27 September

Coming Together: New Bedlam Farm

by Jon Katz
Coming Together

I love this photo. It doesn’t need a lot of explanation.

The new farm is coming together in so many ways, inside and outside of the farmhouse. I’ve put the inside aside for now, as there is so much happening outside. Today was Rocky’s first day inside the new sheep pasture, and as usual, Red guided his blind friend in and sat by him. He has never been in this pasture, it was not fenced before. Rocky grazed for a bit, got anxious and then returned to the pole barn.  Soon the donkeys and other dogs will join these animals and a part of our lives will have come full circle. The farm is coming to life.  It is a calm and deliberate process, it is falling into place naturally and comfortably and appropriately.

After Ben finishes Maria’s studio, we will complete the electrical work in the house, order a new washer and dryer, paint my office, install our funky old wood stove and move in. I was joking to a friend that we’ll have little money and lots of life, a good trade-off always. And this, of course, is why the term down-sizing, used to celebrate often brutal corporate cost-cutting, is not the one for my life or our lives. This place is filling up.

27 September

Dust To Dust: Feeding Area

by Jon Katz
Dust To Dust

Todd Mason put up some split rails around the foundations of the old barn, which is now a feeding area for the donkeys and for Rocky. In wintry weather, the sheep can come out there too. It’s a good use of the foundation, and it is functional as well. We can put a hay feeder right in the middle, the rails will keep Rocky from stumbling over the side and then we can shovel the manure out the other side and down the small rise. In the Spring, a tractor will come and shovel it all out and spread the manure around the pasture for fertilization.

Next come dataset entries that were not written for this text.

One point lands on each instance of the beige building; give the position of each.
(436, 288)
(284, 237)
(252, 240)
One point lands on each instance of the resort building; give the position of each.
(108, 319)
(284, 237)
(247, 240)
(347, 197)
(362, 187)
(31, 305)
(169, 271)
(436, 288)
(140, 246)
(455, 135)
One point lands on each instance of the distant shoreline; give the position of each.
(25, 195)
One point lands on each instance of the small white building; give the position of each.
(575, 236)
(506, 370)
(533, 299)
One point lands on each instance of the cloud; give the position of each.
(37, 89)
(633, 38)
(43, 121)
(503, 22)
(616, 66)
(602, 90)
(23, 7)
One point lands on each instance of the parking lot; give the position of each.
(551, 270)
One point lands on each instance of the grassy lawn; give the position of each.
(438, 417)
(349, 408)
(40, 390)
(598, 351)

This is my feeling about mourning things, a natural tendency: we give birth to ourselves again and again if we are alive. So do barns. Several people wrote me today suggesting the sheep escape was reminiscent of my early days on Bedlam Farm, and I smiled at these messages. On a farm, this is not a  crisis, not a drama. This is life. I told my neighbor – the sheep ended up on his farm – that I meant to introduce myself in a different way. Oh, Bob laughed, this is how I meet all of my neighbors.

27 September

It’s Like I Married A Beautiful And Sensitive Man

by Jon Katz
It’s Like I Married A Beautiful Man

Our good friend Bailey Guidon was with us this afternoon cleaning up the farmhouse (the old one) and we were talking about Maria. I was telling Bailey about the many things Maria can do – art, carpentry, painting, gardening. Today Maria and I were rolling around a neighbor’s farmhouse dunking angry donkeys and curious cows (all coming after Red) and then she and Bed dragged the sheep into a truck and the two of them rode off in the cab down a busy highway hanging onto the sheep for dear life to keep them from leaping out onto the road. Maria does so many things, I said, it sometimes feels to me as if I married a beautiful man, a sensitive man who does all of the things men usually do – few of which I can do – but then is beautiful, sensitive, artistic, not to mention attractive in so many ways.

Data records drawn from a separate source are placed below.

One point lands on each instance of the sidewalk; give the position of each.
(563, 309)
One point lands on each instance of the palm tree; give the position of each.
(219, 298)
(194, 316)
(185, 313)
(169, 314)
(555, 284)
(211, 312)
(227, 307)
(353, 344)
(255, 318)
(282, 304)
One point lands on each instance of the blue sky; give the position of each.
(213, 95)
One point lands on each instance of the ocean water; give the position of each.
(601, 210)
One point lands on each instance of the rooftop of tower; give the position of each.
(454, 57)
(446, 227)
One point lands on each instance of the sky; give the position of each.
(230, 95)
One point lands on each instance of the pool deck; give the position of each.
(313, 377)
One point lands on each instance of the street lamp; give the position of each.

Bailey cracked up and said she never heard a man say that before, at least not a straight man. She told Maria and Maria frowned at first and said she wasn’t sure how she felt about that description, but then when she thought about it, she laughed, and she said she was proud of that.

It’s true, really, Maria combines the best traits of both genders. She is strong and competent and skilled, sensitive and loving and artistic. She shovels manure, hauls furniture around, scrapes paint, peels wallpaper. She learned this things early on in life, and didn’t want to spend her life doing them – it didn’t feel like a choice to her sometimes – but since no one is pressuring her to do them and it is her choice to do them, she enjoys it. Watching her sit in that truck and ride off to save the sheep, I just shook my head. Maria jumps right into life, although she doesn’t always recognize that in her life, and her strength and skills enrich mine.

And she doesn’t have the worst traits of men, she is not competitive, violent or convinced she can control the lives of other people. And she talks to animals. How many men do that?

So there it is, it feels  like I married a beautiful man in a beautiful women’s body.

27 September

Rocky’s Changing World

by Jon Katz
Rocky’s Changing World

Rocky’s world is changing every day in so many ways. Today I let the sheep out into his pasture (before they escaped for a bit because I didn’t turn the fence on) and they grazed comfortably alongside of him. He looked at them curiously, but I had the sense he was glad they were there, and seemed at ease with them. This was his first and closest encounter with any other animals.

27 September

Ben At Work

by Jon Katz
Ben At The Saw

I like this photo of Ben doing his carpentry. Ben at the saw, cigarette dangling, oblivious to me and my camera. I’ve decided to get Ben a gift for all the work he is doing, I’m thinking of  a Kindle Fire. Ben doesn’t want gifts and doesn’t use new technology. His wife says it will never work. I think it will work. We’ll see. He could use it in his work and he loves music.